I am not now asking the aged to sit down upon the floor with the young--or to sustain the toils of labor amidst the infirmities of old age. I am not urging the father to neglect the souls of his own offspring, in order to instruct the children of the stranger. All I ask, all I wish, is that they would discover a lively and constant solicitude in the welfare of the school--and give it as much of their time and their attention as their bodily strength would allow, and prior claims admit. The hoary crown of a righteous older person, occasionally seen within the precincts of the school, sheds a luster upon the institution, and encourages the ardor of youthful bosoms. The children are awed, the teachers are animated by the occasional assistance of men whose standing in the church, and ripened piety, command respect. Where this, however, is unhappily denied, and the young are left without the counsel of old age to guide them, or its smile to reward them--instead of yielding to the discouragement, endeavor by your own renewed exertions to remedy the evil, and supply the defect. The less others care for the children--the more concern to be diligent should operate in your heart.

4. The mind of a teacher is very often discouraged by the lack of efficient cooperation in his FELLOW-LABORERS.

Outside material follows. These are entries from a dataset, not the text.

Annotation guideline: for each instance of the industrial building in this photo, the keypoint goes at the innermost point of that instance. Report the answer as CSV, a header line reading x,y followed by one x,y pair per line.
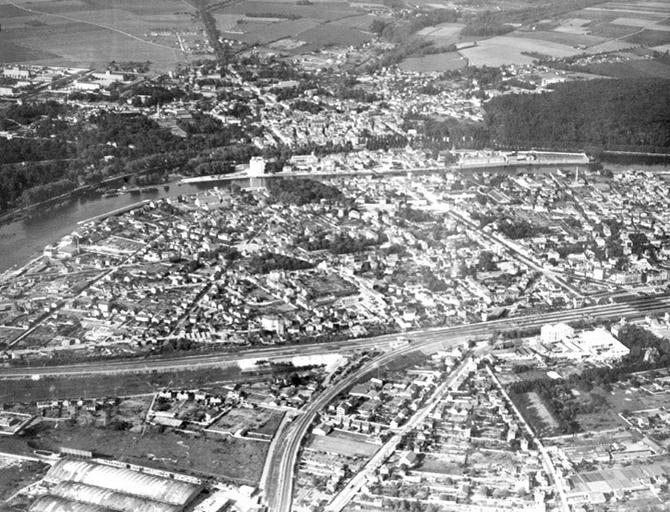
x,y
85,486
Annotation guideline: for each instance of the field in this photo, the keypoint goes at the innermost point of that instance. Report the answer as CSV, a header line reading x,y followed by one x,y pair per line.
x,y
91,33
445,30
334,34
436,62
263,23
263,421
609,26
536,414
650,37
50,388
501,50
343,444
228,458
325,11
561,37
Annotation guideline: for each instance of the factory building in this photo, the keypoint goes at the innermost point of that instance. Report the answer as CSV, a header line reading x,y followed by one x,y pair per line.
x,y
83,486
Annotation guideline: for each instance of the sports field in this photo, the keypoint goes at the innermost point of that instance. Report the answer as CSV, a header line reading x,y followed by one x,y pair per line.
x,y
436,62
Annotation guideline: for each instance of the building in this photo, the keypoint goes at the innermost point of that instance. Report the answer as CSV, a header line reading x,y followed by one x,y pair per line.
x,y
85,486
554,333
602,344
257,166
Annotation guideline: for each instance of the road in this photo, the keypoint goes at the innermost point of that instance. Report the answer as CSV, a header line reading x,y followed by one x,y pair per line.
x,y
343,497
279,495
636,308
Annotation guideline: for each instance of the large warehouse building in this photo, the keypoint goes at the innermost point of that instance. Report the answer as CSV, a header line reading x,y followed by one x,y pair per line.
x,y
83,486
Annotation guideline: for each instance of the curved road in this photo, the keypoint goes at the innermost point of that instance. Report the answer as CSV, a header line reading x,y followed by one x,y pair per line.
x,y
638,307
279,495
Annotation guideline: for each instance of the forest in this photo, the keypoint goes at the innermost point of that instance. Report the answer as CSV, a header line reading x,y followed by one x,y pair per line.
x,y
624,115
647,352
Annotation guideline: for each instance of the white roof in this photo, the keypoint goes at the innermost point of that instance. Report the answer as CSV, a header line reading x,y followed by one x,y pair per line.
x,y
111,499
124,481
56,504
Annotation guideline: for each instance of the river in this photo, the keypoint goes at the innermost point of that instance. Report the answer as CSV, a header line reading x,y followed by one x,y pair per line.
x,y
23,239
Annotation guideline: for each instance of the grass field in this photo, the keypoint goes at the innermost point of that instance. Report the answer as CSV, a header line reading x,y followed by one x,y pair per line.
x,y
536,414
50,388
334,34
502,50
10,11
343,445
650,37
436,62
228,458
91,33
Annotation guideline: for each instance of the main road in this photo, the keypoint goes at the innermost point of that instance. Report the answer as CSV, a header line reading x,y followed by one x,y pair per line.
x,y
634,308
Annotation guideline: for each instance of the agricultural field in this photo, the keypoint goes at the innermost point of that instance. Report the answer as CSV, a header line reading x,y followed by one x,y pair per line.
x,y
444,33
610,26
436,62
326,11
650,37
289,26
91,33
336,34
229,458
502,50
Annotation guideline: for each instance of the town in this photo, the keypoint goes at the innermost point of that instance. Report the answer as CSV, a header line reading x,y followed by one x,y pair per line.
x,y
324,256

Perhaps you are lamenting that your co-workers are either too few in number, or lamentably defective in suitable qualifications. Plans of usefulness which you know are adapted to promote the great end are opposed, or counteracted by the ignorance and stubbornness of your fellow-teachers. You are left almost to struggle alone. You cannot do the things you would. Thwarted and impeded, you are often ready to quit the field where your operations are cramped, and your usefulness diminished. The reason for your resignation is however--the strongest for your continuance. The fewer there are to carry on the cause, or the more slender their qualifications are, the more criminal would it be in you to retire. This would be to forsake the cause in its emergency, and take your place among the mere friends of its prosperity. Nothing can be more noble than to see a man struggling the more, for a benevolent object, the more he is opposed by some, and neglected by others. It is the glory and triumph of great minds—a sort of heroism in the cause of mercy. Perseverance may bring its reward with it by collecting round you, in process of time--a band of laborers like minded, who will rejoice to put themselves under the direction of such a leader!